Just south of Arles is the Camargue Natural Regional Park bordering the Mediterranean Sea. This natural area has many beaches, a bird sanctuary, flamingos, Camargue bulls and wild horses.
Much of the area is salt marshes and lakes. Red Rice is grown in large fields. The area attracts many different species of birds and insects and boasts of "the most ferocious mosquitos in France". It was windy when we were visiting, so we didn't have issues with the little beasties.
This is the home of Camargue bull-fighting, which is cruelty-free. The bull is never hurt, as the weapon-less matador attempts to remove tassles from the horns of the bull. Apparently, it is a fine display of acrobatics and agility.
"Bull meat" is a specialty of the region. Camargue bulls are a breed of cattle native to the area. They are big, black, and have intimidating horns and their meat is highly prized in local products. The roadside stand we stopped at for some fruit had a huge wall full of many varieties of bull sausage, steaks, patés, and spreads. Every restaurant had bull on the menu.

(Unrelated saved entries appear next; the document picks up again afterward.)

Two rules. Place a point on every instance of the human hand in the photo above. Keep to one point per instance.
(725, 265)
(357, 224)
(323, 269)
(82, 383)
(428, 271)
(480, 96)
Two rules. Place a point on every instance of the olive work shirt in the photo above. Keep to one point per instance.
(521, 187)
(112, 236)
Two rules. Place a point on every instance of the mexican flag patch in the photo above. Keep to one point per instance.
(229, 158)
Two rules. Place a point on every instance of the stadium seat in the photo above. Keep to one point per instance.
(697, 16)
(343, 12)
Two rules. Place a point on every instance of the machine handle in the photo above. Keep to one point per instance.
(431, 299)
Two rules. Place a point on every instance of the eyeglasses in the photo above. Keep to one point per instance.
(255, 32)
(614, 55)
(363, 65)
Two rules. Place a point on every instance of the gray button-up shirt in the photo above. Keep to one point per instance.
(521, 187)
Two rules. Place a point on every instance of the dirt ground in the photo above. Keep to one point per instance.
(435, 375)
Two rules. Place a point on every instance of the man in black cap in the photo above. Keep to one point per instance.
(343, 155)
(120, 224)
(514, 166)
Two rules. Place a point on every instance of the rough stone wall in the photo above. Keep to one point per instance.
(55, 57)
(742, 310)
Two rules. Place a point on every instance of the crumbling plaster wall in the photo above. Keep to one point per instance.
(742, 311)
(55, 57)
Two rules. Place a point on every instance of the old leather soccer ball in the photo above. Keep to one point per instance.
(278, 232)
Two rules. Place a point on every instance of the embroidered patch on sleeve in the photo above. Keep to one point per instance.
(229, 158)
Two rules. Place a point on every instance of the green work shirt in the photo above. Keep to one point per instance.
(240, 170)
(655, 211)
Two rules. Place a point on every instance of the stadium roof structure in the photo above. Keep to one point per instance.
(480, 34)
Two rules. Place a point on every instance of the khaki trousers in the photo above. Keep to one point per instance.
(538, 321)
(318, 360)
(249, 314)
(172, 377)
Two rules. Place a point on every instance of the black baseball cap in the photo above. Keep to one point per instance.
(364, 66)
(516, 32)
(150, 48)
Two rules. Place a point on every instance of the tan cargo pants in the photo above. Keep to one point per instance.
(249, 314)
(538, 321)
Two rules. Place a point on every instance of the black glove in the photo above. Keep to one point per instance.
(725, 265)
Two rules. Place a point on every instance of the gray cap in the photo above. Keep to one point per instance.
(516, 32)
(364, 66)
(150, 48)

We passed through the Pont de Gau Ornithologique Parc and stopped to look at the flamingos and horses along the way.
The closest town to the natural area is Saintes-Maries-de-la-Mer, a typical beach town. Residential neighbourhoods are back a couple of blocks, the main beach street curves along the shoreline and is lined with hotels, hostels, guest houses, bars, restaurants, and souvenir shops. On the beach side of the street is a beautiful promenade.
When we visited in the second week of May, it was warm enough to put on our bathing suits and lay on the beach for a while. It's a long, white sand beach with many breakwaters, creating little bays that provide good shelter from the winds and waves.
This little town also hosts a large annual "Gypsy Pilgrimage", a gathering of Travellers to celebrate their Patron Saint, Black Sarah. European Romanies, Tziganes, Gitans, and Manouches gather in the area camping along the streets, on the beaches, and in the squares. The big celebration is May 24/25 but families had started gathering when we were there two weeks prior. The parking lots were filled with large converted vans and campers, all with a huge pot of something tasty simmering on portable stoves on the sidewalks. At least one of those vans was filled with washers/dryers for the community.
We then had a brief visit to Château D'Avignon, a small castle built in the 1400s but totally transformed in the late 1800s when Louis Pratt-Noilly bought it from the Avignon family.
He turned it into a hunting lodge with all sorts of leading-edge technology including central heating, flush toilets, and hot water showers. Unfortunately for us, it was closed for renovations (May 2022) but we enjoyed a walk around the grounds.
We stopped at Domaine de Méjanes en Provence a sprawling private estate open to the public.
The lands were alternately claimed by religious leaders and royalty, until becoming a beet farm abandoned in the early 1900s. The fascinating story of the history of the area and its people, the Méjanes, is charmingly told in the voice of the current owner, Michèle Ricard, on signs throughout the estate featuring family photographs.
Her father, Paul Ricard, bought the property in 1939. The Ricard family story is quite fascinating and I really loved the story presentation, it was like listening to a family elder telling tales of their life.
On the estate, ranch work and tourism are intertwined. The family have kept most of the land natural and away from tourists. Horses and bulls roam over the 600 hectare estate and birds congregate on the red-rice paddies.
Visitors can get around by following trails or using the estate's petit train. Campervans are welcomed in a separated level parking area near the rice paddies.
The estate has a bullring, a high-end restaurant with an activity venue, a café, a huge terrace, and a snack bar.